One Last Ride – Longevity & Wellness

Having been around the sport for over a decade, I have had the opportunity to watch athletes, friends and coaches navigate (or not) the transition from athletic excellence to personal wellness. Quite often the most “successful” athletes are forced to endure a forced retirement (due to ruining their bodies) or quit because they are haunted by their expert knowledge about how to “train right.” I’ve been navigating this transition myself so, this week, I wanted to offer you a couple principles that guide my current athletic life. I have a hunch that if I follow them for 80% of my life, the other 20% will be more than enough to be “athletically excellent” when I feel like it.


Low Standard Deviation Training
My friend, Jeff Shilt, first brought the “no zeros” philosophy to my attention. I’d been shooting for a slightly different version of this philosophy (five aerobic hours per day) when I was an elite. Jeff’s a smart guy. Realizing that training like an elite didn’t fit his life (as doc, dad, professor, administrator), he realized that he would be able to achieve a considerable lift in total training load if he dropped the days where he did nothing.

Getting more done by doing less nothing… I think a lot of us try to live this way. Let me explain how I get that done. Being a dad, coach, businessman, husband and top AG triathlete I’ve had to adjust my approach from when I was #livingthedream.

In 2009, I had significant time constraints while I was resurrecting my families finances. Not being sure how to train, I placed myself on Endurance Corner’s half ironman program (you learn a lot when you do your own program). I paid attention to my athletic performance, as well as how I felt. I discovered that I was most productive on the days where I trained an hour both in the morning and at night.

I found that my personal sweet spot was about two hours per day of aerobic exercise (about 12 hours per week). By way of benchmarks, it takes me about 18 hours per week to appear “fast” in an age-group-sense and about 25 hours per week to be competitive (overall) at ironman racing (tapping my personal athletic potential). Those figures are over a 20-week time horizon and, yes, I think you probably need to dedicate approximately 650 hours a year towards your personal wellness.
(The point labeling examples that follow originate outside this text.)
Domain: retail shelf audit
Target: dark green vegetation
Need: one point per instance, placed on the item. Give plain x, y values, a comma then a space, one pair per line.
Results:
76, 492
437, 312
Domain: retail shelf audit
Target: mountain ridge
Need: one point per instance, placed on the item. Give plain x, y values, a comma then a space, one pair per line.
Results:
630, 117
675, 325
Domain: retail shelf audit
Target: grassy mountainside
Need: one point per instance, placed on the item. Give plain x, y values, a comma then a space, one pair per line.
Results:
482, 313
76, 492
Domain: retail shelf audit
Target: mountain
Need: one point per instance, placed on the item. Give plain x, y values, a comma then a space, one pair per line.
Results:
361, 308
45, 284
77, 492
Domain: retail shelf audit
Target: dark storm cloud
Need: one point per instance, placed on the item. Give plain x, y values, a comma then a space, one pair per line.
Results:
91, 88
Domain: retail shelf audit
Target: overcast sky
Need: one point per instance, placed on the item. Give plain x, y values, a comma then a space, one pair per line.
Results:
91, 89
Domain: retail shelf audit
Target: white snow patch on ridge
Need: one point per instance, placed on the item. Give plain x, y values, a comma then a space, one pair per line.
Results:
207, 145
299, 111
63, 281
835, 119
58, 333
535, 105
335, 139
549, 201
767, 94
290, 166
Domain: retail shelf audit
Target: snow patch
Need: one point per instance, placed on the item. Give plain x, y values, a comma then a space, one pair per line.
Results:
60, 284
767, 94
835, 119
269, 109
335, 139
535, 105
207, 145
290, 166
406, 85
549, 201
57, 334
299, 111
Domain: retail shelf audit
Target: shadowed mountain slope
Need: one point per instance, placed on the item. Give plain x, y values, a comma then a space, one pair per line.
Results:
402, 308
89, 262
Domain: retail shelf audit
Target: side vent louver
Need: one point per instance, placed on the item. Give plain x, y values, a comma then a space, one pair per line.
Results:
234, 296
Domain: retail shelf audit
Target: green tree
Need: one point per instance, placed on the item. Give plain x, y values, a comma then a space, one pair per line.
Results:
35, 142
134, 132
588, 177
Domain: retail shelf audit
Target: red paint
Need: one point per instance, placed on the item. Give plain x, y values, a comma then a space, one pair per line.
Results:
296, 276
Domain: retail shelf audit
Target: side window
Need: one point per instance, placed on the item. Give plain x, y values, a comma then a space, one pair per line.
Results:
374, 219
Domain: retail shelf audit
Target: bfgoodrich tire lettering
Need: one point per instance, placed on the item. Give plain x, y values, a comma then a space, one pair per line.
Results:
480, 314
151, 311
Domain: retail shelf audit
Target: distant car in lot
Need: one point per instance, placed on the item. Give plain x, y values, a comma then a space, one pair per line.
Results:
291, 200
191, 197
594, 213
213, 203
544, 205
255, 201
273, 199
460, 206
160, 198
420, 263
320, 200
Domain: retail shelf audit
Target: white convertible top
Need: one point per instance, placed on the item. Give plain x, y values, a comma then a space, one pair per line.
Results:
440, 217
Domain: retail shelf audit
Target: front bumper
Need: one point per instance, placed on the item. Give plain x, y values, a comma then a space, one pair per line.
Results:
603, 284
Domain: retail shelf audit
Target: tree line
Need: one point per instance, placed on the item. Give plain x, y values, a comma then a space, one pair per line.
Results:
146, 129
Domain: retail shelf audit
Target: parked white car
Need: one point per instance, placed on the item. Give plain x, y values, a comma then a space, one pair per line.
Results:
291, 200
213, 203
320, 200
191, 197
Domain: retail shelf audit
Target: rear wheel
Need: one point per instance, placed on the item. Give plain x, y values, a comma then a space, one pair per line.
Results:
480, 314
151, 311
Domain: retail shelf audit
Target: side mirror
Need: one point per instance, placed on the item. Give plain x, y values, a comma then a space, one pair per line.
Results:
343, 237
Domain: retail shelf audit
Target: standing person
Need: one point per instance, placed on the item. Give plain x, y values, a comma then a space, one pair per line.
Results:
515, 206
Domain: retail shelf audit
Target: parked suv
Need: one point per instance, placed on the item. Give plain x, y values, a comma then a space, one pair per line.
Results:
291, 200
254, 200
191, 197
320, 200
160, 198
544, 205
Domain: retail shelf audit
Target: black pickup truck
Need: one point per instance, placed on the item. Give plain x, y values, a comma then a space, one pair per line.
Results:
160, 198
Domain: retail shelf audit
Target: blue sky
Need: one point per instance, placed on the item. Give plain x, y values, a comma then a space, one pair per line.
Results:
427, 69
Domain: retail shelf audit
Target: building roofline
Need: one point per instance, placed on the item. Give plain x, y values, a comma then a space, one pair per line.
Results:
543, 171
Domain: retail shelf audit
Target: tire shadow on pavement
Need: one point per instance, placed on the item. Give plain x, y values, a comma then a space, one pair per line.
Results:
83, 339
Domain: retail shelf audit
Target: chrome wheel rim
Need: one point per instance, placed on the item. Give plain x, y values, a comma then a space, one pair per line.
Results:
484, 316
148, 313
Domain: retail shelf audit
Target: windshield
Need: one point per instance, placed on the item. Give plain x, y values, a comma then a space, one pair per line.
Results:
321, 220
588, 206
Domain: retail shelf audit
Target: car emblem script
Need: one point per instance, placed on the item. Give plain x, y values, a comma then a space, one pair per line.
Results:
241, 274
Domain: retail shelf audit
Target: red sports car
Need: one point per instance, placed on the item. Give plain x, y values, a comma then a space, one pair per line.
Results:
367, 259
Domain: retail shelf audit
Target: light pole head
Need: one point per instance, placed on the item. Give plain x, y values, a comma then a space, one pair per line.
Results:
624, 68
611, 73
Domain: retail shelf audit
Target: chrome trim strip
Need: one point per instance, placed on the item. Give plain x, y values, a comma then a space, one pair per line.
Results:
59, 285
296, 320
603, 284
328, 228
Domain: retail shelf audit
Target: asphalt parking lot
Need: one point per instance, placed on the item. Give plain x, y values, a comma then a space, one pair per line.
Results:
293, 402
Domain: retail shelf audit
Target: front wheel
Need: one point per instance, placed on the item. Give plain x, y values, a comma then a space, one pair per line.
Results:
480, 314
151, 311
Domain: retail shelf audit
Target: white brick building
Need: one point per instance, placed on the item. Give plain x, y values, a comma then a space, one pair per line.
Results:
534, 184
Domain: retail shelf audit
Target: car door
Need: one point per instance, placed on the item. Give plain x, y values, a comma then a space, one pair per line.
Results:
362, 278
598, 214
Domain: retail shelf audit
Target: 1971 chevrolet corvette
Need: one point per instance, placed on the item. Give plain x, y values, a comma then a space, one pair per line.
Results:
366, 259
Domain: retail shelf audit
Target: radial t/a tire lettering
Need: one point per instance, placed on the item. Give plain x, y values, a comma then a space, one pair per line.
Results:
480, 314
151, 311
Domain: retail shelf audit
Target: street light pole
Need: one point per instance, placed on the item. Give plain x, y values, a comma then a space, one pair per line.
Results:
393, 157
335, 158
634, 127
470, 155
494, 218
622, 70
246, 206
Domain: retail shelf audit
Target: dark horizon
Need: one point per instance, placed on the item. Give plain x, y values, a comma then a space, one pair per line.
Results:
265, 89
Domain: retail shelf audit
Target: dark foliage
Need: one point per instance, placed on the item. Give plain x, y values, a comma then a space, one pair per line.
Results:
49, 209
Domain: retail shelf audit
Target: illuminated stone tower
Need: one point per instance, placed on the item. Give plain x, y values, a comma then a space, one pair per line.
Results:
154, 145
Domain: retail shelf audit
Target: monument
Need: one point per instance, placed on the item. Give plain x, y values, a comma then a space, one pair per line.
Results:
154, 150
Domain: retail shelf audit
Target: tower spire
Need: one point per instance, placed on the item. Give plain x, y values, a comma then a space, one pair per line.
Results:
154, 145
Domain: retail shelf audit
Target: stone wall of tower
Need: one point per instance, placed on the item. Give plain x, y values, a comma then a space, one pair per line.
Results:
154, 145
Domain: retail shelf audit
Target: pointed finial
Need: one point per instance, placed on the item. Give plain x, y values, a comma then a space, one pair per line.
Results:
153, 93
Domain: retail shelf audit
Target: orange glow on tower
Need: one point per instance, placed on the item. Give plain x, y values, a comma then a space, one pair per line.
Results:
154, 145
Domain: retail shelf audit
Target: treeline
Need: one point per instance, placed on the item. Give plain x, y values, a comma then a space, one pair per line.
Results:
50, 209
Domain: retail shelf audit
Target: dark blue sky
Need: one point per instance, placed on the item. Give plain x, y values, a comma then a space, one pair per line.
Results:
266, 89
The error most athletes make is they read the above, decide on an external performance goal and back-fit volume. As a result, their starting point guarantees that they will fail to achieve their internal wellness goal, which is far more valuable than a race result. This leads to stress, which screws up nutritional choices, which is why most people “training lots” can’t control their weight.

If any of us create the space for 650 hours of wellness-focused sport then we’re going to improve. We’re also going to learn valuable techniques that we can apply in all areas of our life. In addition, we can periodically leave moderation for smart overload.

In my own life, I have four types of “unplanned zeros”:

  • Missing training: Pretty obvious!
  • Sleeping in: I always convince myself that I deserved it…
  • Nutritional lapses: Same rationalization, I deserved it…
  • Being rude to Monica: Why do we unload on those that truly love us? No excuses here and her ability to mimic me is terrifying!

By watching the situations that cause these “little failures,” I can remove the items that can prevent my big successes.

Take Home Point: Consider how much training you need to: look good, think smart and be fit. Then train the ability to not screw up.


End Games
How do you want to die?

I know that you would prefer not to think about it but play the game… how would you like to check out?

The way we live, our choices, our likes, our tolerances — all are trainable through incremental effort and practice. Consider what you could achieve if you identified a few simple principles that would extend the quality of your life.

A story: a buddy of mine visited his doctor. The doc told him that he was facing a life-or-death situation with his health. He needed to change, or he was going to die! When my pal told me this story, my internal response was “so what, we’re all going to die.” To most of us, death isn’t real — suffering is real.

I had a chance to visit my buddy’s doctor and drew this chart for him (click to blow up). I think this is a more powerful argument — the lines are Illness, Average and Goal. The choice isn’t life or death. The choice is length of death and I’m shooting for the cliff edge approach that you can see. Q = quality of life; T = time.

No zeros as an integrated approach to personal wellness.